The mist swirls along the ground, drifting into unwanted areas, expanding with its vast reach. It creates a haze, so things are lost, hidden, masked from plain sight - yet it is beautiful, soft, alluring at the same instance. Creeping delicately across the ground, through the narrowest areas, softening the harsh colours of the unforgiving world.

Higher up, where the wind carries them hither, the clouds float, unconcerned for the most part, free and untethered to the ground like the rolling mists, forever confined and chained to only pass below on the earth, but the clouds cannot fall either. Once they pass that hidden barrier, they meld into each other - which is which?

The fluffy shapes of the clouds are misleading. Thick and impenetrable, they form a barrier to sight, masking everything in its entirely unless you can pass through it. It is unlike the clutching mists, where one finds no escape, the tiny droplets swirling about you easily, although you can always see the shortest distance ahead. The clouds are thicker, more blinding, unyielding to anything but force.

Mist swirls no matter how much you bat at it.

The quick forming clouds have their own beauty, but it is not soft as the mist, appearing to move slowly, lazily across the bright expanse of sky, yet they ripple in the air, forming, dispersing with such intensity.

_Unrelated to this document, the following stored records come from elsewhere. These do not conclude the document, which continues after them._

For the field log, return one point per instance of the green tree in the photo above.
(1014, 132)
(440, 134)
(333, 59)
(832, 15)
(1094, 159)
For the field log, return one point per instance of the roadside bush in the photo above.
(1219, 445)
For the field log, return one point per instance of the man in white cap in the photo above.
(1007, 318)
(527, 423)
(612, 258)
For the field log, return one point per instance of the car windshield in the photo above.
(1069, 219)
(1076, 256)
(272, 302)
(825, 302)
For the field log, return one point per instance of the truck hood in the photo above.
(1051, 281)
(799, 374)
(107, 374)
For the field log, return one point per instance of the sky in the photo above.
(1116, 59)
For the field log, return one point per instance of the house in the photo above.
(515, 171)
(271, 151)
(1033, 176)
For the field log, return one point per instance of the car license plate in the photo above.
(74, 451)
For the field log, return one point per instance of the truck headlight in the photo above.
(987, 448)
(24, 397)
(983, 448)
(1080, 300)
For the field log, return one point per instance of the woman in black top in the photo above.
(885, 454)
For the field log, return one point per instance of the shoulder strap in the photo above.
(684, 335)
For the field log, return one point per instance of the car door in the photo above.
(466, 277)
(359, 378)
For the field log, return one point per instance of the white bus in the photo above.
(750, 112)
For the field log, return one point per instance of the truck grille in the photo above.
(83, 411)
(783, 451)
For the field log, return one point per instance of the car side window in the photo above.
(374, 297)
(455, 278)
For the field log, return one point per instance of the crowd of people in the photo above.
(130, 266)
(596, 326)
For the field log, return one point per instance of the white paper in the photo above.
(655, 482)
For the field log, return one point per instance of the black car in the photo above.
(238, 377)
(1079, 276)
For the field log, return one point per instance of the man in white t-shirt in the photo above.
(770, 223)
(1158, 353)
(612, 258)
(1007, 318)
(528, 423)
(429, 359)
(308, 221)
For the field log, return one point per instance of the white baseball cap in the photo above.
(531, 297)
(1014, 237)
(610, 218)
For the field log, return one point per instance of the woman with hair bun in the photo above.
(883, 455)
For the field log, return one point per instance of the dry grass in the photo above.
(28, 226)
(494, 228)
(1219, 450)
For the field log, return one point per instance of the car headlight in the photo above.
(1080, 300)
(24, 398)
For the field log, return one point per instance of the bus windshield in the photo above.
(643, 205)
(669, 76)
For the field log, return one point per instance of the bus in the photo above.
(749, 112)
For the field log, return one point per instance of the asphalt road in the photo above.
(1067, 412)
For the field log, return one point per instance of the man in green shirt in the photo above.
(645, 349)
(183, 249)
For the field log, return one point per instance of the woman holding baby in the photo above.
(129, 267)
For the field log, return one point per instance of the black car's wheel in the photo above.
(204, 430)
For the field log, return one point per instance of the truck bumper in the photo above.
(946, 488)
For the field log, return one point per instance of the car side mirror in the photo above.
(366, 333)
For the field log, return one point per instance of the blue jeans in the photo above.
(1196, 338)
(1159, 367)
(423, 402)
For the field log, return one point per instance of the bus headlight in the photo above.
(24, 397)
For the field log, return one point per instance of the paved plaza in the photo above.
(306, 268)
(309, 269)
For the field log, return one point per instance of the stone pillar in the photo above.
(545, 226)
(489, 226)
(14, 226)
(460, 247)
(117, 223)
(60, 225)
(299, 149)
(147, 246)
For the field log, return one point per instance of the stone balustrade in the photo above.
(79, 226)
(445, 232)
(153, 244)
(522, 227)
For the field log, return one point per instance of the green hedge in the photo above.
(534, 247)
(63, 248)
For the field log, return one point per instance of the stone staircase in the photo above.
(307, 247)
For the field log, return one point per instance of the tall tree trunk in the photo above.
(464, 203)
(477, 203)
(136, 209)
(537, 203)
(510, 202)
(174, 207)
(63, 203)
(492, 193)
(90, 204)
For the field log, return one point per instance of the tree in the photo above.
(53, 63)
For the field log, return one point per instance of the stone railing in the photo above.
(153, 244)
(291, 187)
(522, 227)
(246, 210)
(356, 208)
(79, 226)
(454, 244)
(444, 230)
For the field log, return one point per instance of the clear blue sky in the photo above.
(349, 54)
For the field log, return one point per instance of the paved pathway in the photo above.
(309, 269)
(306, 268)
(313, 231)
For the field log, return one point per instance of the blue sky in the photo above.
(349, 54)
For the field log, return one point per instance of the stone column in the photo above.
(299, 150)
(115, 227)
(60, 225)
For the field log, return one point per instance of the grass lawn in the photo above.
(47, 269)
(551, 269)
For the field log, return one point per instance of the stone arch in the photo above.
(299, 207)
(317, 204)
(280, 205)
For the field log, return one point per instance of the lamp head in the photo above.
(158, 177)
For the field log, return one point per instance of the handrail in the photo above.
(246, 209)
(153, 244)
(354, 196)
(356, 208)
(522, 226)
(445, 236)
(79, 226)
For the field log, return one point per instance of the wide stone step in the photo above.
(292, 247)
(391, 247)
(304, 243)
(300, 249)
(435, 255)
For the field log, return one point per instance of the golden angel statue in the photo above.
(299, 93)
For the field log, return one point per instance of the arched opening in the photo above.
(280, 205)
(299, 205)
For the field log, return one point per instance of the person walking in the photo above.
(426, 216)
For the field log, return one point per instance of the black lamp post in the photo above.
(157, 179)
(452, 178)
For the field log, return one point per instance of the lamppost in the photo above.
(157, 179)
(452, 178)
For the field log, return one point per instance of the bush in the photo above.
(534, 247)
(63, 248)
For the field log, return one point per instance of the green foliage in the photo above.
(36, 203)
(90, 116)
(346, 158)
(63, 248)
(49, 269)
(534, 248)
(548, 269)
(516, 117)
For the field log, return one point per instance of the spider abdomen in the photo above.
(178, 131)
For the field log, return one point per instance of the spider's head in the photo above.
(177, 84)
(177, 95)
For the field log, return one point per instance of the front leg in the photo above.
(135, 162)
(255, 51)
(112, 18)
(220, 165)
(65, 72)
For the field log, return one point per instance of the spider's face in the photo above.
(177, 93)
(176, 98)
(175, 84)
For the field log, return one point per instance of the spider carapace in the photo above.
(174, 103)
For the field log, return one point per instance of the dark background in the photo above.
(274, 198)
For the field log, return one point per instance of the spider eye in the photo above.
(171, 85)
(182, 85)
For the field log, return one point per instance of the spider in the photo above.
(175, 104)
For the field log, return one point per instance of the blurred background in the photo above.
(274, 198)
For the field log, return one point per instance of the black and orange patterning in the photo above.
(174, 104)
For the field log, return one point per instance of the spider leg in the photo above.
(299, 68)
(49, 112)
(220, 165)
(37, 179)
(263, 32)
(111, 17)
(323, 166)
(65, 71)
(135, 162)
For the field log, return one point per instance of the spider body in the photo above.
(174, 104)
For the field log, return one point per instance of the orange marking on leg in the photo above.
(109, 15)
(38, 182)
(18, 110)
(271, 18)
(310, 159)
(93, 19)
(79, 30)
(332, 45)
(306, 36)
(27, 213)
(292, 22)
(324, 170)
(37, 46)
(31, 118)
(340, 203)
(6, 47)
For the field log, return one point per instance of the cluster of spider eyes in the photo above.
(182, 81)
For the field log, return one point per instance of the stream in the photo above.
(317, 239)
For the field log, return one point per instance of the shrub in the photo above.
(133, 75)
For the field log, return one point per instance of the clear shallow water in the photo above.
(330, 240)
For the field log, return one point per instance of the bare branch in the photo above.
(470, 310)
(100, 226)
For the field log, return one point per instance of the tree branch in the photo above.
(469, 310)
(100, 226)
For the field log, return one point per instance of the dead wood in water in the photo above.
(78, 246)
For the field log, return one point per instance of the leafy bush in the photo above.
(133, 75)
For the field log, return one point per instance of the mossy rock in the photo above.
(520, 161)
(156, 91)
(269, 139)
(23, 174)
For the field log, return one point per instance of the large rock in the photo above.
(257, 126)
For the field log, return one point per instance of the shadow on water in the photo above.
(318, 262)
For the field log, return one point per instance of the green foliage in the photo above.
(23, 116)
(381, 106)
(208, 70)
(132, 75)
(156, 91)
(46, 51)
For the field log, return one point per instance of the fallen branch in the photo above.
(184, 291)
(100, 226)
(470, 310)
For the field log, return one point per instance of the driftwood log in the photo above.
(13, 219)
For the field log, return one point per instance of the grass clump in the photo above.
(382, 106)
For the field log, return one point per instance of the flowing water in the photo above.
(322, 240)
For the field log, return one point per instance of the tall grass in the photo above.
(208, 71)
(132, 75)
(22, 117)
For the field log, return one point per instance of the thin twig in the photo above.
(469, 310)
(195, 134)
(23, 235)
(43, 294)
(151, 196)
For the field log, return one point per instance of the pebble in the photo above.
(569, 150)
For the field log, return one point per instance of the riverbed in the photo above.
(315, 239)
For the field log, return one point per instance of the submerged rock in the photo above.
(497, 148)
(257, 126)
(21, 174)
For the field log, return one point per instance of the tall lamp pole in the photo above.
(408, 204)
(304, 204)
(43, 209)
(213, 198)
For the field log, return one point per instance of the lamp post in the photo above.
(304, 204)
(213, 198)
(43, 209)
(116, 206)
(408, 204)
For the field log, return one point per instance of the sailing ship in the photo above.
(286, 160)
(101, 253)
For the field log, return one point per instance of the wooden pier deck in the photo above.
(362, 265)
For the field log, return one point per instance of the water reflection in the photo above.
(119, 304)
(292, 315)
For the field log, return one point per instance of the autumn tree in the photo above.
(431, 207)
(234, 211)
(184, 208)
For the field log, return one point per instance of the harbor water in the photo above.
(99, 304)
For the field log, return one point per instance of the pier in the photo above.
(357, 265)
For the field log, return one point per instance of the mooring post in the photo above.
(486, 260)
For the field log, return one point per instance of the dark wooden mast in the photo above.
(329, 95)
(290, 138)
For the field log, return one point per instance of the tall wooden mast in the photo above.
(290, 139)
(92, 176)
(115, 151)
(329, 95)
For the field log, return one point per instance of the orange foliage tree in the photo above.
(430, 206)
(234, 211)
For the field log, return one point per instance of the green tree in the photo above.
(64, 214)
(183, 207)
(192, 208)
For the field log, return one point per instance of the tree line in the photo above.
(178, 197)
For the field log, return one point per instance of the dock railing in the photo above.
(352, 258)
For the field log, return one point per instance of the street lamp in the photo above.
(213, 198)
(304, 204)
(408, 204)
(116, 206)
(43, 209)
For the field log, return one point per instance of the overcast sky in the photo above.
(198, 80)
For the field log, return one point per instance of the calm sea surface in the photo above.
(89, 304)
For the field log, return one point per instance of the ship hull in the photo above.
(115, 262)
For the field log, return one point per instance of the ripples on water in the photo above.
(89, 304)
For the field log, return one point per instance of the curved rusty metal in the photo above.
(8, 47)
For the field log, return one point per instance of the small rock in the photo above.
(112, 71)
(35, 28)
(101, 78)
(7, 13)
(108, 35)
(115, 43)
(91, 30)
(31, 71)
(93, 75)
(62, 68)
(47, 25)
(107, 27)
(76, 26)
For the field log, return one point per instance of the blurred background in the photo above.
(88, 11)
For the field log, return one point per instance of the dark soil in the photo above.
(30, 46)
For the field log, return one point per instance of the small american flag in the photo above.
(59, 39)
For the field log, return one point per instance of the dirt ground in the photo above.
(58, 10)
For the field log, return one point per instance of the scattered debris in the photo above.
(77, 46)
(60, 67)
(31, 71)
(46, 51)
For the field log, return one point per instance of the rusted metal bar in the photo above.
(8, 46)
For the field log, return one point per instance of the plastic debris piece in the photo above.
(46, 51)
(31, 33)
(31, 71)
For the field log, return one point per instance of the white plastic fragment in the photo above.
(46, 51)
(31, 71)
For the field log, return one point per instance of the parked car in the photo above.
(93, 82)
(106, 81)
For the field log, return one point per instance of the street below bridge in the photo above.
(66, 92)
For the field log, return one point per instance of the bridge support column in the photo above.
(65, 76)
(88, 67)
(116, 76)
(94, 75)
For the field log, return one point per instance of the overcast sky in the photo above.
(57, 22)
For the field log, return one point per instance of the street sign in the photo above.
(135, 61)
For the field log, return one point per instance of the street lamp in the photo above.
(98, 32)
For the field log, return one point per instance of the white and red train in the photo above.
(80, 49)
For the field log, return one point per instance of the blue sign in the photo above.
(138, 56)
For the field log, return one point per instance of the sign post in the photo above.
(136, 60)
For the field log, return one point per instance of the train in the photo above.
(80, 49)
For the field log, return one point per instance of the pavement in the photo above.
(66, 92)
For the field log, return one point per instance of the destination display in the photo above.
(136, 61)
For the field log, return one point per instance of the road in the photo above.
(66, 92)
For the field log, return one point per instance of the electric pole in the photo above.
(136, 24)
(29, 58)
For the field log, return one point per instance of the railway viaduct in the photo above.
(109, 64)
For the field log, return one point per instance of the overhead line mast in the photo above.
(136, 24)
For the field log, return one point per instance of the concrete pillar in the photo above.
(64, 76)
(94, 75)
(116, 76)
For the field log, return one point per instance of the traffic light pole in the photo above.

The mist is slow to creep up, advancing unnoticed until it is too late. It is subtle and sly, slinking into the world gently, rarely, but at once, dominating in its vastness and subtle fierceness. Although the clouds cover the much vaster sky, it is still but limited to the confines of the atmosphere. It wanders where it will, yet - it is still restricted.

The mist curls up unnoticed, from anywhere.